Maybe I’ll end by adding what might not be obvious: I’m not opposed to or arguing against being sober curious, AA, or other forms of self-help for those that find it helpful. Just because something doesn’t have extensive medical evidence or substantial data to document effectiveness doesn’t mean that, for some people, some activities and ideas aren’t useful. It would be hypocritical to take that position given that last year my New Year’s resolution was to lose weight, and I found success through water fasting, something I found helpful not from reams of data or medical advice but from watching random people on YouTube give anecdotal accounts. It worked better than other alternatives I tried. My general outlook for individuals is, do whatever works. The difference is pushing or proposing to solve the obesity crisis by propagating water fast-based strategy as something feasible for most people outside of a small subset of the population. It wouldn’t work. 

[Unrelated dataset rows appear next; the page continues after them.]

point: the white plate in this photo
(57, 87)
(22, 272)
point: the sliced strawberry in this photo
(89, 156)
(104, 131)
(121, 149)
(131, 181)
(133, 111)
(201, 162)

That is how I view the sober curious and AA—both fine as far as being helpful for subsets of the population—but not really a solution for the real problem, a healthcare system incapable of handling basic issues like substance use disorder, to name one problem. I don’t have a personal New Year’s resolution, more of an optimistic hope or wish that in this new decade, that maybe we focus less on millionaires with sensory deprivation chambers or wine moms turned sober curious adopters as solutions, and go for something more modest: say, a functional healthcare system. Anything that reorients us from self-help and moves closer to needed structural reform is, well, at the least an improvement. I guess we’ll see what happens.